Much attention is focused on deflated footballs this week, as the New England Patriots approach the Super Bowl under a cloud of scandal. What is the "Jewish" connection to the football?
A. German Jewish immigrants Joseph Schwarzchild and Ferdinand Sulzberger were partners in the Schwarzchild & Sulzberger company, whose main business was meatpacking. They expanded by finding other uses for the by-products of their work, including tennis racket strings, surgical sutures, footballs and other products. The company eventually became the Thomas E. Wilson Company, now known as Wilson Sporting Goods, the supplier of footballs for the NFL (including the deflated footballs).
B. The Wilson Sporting Goods Company is the official supplier of footballs for the National Football League. In 2003, the NFL complained to Wilson officials that they were not satisfied with the laces on the football, which had a tendency to open slightly on very hot days. In its effort to find a better product with which to make the laces, Wilson turned to Israeli company Para-Tec, which makes parachutes for the Israeli Defense Forces. Para-Tec provided a product based on the strings they used on military parachutes, and this product has been used on NFL footballs ever since (including the deflated footballs).

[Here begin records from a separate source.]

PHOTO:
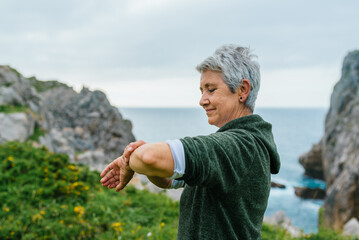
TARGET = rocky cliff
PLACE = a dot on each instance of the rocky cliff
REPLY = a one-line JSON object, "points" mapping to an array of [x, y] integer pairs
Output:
{"points": [[336, 157], [83, 125]]}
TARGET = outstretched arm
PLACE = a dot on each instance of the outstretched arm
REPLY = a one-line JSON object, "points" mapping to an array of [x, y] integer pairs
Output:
{"points": [[153, 159], [149, 160]]}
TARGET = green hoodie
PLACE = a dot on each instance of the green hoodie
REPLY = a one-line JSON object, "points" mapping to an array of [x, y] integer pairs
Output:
{"points": [[227, 178]]}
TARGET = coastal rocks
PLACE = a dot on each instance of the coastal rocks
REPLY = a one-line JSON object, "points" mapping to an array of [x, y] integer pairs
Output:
{"points": [[339, 148], [309, 193], [82, 125], [95, 159], [277, 185], [312, 162], [88, 121], [352, 227], [17, 90], [16, 126], [279, 219]]}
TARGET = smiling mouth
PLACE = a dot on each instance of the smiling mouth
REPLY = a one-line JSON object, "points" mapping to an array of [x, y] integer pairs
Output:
{"points": [[209, 110]]}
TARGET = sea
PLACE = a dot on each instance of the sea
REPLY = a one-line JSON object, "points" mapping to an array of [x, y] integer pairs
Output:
{"points": [[295, 131]]}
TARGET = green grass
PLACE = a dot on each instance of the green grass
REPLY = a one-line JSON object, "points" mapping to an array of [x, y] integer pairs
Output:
{"points": [[12, 108], [42, 86], [43, 196]]}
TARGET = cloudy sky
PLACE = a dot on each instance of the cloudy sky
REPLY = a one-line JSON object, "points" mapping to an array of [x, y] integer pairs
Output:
{"points": [[144, 52]]}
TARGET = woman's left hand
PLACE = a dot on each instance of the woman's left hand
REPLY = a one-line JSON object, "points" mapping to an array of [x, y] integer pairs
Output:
{"points": [[119, 173]]}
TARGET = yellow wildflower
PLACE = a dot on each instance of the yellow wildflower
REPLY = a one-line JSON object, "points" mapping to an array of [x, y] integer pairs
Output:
{"points": [[72, 167], [36, 217], [117, 227], [79, 210]]}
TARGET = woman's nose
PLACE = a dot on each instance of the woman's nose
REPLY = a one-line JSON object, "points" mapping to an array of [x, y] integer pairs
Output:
{"points": [[204, 100]]}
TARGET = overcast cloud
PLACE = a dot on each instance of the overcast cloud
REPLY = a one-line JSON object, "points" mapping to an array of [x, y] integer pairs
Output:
{"points": [[143, 52]]}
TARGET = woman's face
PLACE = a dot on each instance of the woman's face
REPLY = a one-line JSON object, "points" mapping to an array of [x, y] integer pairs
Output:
{"points": [[220, 103]]}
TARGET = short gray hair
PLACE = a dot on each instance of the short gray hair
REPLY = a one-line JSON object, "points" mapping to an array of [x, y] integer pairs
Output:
{"points": [[235, 63]]}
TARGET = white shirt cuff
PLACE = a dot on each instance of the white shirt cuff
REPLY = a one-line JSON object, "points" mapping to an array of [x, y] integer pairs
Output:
{"points": [[177, 184], [178, 157]]}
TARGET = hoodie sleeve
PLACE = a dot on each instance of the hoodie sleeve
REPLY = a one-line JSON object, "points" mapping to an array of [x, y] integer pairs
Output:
{"points": [[222, 158]]}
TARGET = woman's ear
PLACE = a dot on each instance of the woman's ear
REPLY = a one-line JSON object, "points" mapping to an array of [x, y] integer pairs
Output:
{"points": [[243, 90]]}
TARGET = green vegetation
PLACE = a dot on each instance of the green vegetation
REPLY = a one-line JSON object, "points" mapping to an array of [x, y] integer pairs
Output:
{"points": [[42, 86], [13, 108], [43, 196]]}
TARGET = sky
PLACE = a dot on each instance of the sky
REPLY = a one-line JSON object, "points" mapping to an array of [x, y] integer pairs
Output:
{"points": [[143, 53]]}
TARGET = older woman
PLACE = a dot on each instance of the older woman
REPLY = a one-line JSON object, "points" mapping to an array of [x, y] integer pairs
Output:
{"points": [[226, 175]]}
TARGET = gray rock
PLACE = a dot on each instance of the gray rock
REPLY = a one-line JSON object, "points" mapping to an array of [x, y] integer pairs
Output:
{"points": [[16, 126], [309, 193], [352, 227], [56, 142], [96, 124], [312, 162], [8, 96], [95, 159], [339, 148], [279, 219], [84, 122]]}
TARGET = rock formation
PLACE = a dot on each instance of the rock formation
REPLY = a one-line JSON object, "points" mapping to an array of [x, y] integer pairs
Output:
{"points": [[83, 125], [279, 219], [338, 150], [309, 193]]}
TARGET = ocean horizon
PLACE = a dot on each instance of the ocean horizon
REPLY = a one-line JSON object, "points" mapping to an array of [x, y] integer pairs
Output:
{"points": [[295, 130]]}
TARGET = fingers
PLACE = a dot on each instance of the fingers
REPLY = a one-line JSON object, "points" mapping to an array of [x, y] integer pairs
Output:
{"points": [[106, 182], [106, 170]]}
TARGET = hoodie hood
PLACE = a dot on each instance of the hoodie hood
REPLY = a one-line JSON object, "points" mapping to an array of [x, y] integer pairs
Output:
{"points": [[262, 131]]}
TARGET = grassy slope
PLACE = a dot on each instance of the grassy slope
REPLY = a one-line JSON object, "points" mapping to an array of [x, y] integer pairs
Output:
{"points": [[43, 196]]}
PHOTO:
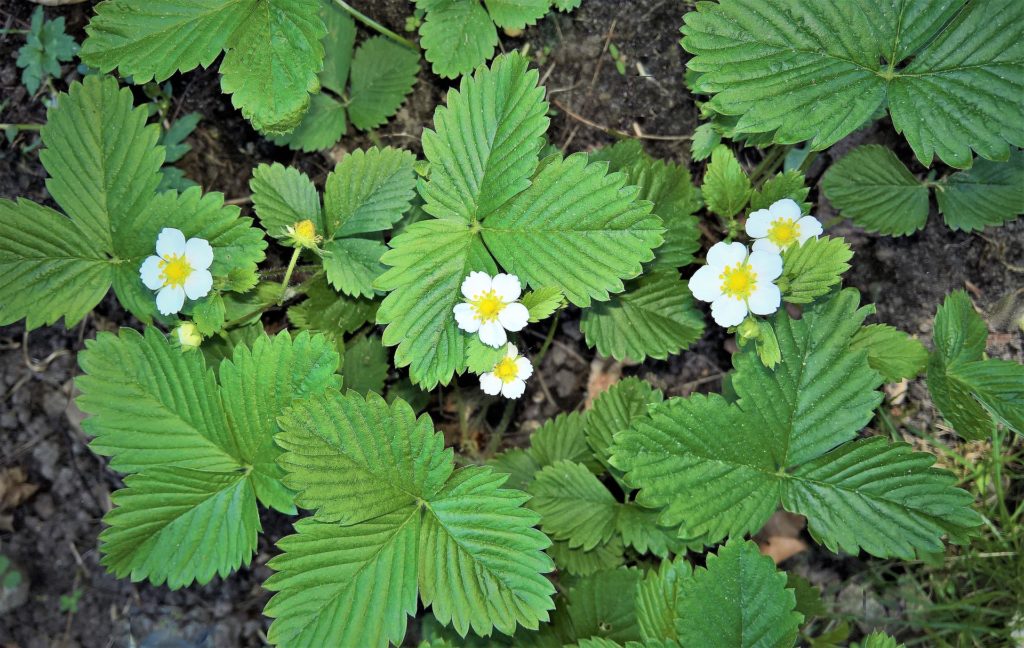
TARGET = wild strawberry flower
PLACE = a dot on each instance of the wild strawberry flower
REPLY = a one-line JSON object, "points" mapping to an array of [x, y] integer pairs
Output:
{"points": [[492, 307], [736, 282], [780, 225], [179, 269], [509, 376]]}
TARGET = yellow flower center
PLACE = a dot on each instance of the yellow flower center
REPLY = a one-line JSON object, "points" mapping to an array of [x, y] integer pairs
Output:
{"points": [[506, 370], [175, 270], [738, 281], [783, 231], [487, 305]]}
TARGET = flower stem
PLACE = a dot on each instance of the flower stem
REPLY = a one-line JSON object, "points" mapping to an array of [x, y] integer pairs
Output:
{"points": [[374, 25]]}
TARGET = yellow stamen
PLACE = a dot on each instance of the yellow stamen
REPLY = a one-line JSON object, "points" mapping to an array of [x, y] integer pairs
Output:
{"points": [[174, 270]]}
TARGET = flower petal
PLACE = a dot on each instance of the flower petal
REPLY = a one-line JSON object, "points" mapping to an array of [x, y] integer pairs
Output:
{"points": [[514, 316], [758, 223], [465, 316], [493, 334], [765, 299], [768, 265], [513, 389], [706, 284], [491, 384], [723, 254], [199, 253], [728, 311], [507, 287], [150, 272], [170, 299], [199, 284], [170, 243], [476, 284], [785, 208]]}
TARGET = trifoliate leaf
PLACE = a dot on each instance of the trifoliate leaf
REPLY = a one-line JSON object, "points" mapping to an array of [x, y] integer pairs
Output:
{"points": [[283, 197], [354, 458], [807, 70], [178, 525], [573, 505], [383, 74], [457, 36], [654, 317], [726, 187], [891, 352], [271, 65], [542, 302], [873, 188], [717, 601], [987, 195], [369, 190], [811, 269]]}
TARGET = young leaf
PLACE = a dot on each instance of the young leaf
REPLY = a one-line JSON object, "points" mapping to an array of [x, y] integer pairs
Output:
{"points": [[654, 317], [811, 70], [726, 187], [873, 188]]}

C. While footballs are referred to as pigskin, they are in fact made from leather. Originally, however, they were made of pigskin. In 1950, Brandeis University played its first football game, but the Board of Trustees was not happy with the use of the footballs made from pigs, given that the university operated under Jewish auspices. They contracted with the Spalding Company to design a football made of cow's leather rather than pigskin. The ball became so popular that over time other teams began using it, and now, all footballs are made of leather rather than pigskin (including the deflated footballs).
D. Wilson Sporting Goods, the official supplier of footballs for the NFL, was founded in 1915 by Thomas Wilson. This was a time of strong anti-immigrant feeling in America, and Wilson (like many employers at that time) refused to hire Jews to work in his company. In 1918, a lawsuit was filed by the recently established Anti-Defamation League on behalf of Harry Schild, a Jewish immigrant who was refused employment because of his religion. The case, Schild vs. Wilson, eventually reached the Supreme Court, which ruled in favor of Schild. The company hired Schild, but ironically he quit almost immediately after being assigned to work with the pig skins, a product he refused to touch because of his religious beliefs.
E. Football was invented in the shtetl of Pinsk in Belarus when a kosher butcher sewed together sections of cow hide, which he gave to the neighborhood children to play with. They began throwing it and kicking it around, eventually developing teams and rules. The ball was called the Pinsk-Skin, but over time, as the popularity of the game spread beyond the shtetl, the name morphed into Pigskin, which the non-Jews who played the game found easier to pronounce.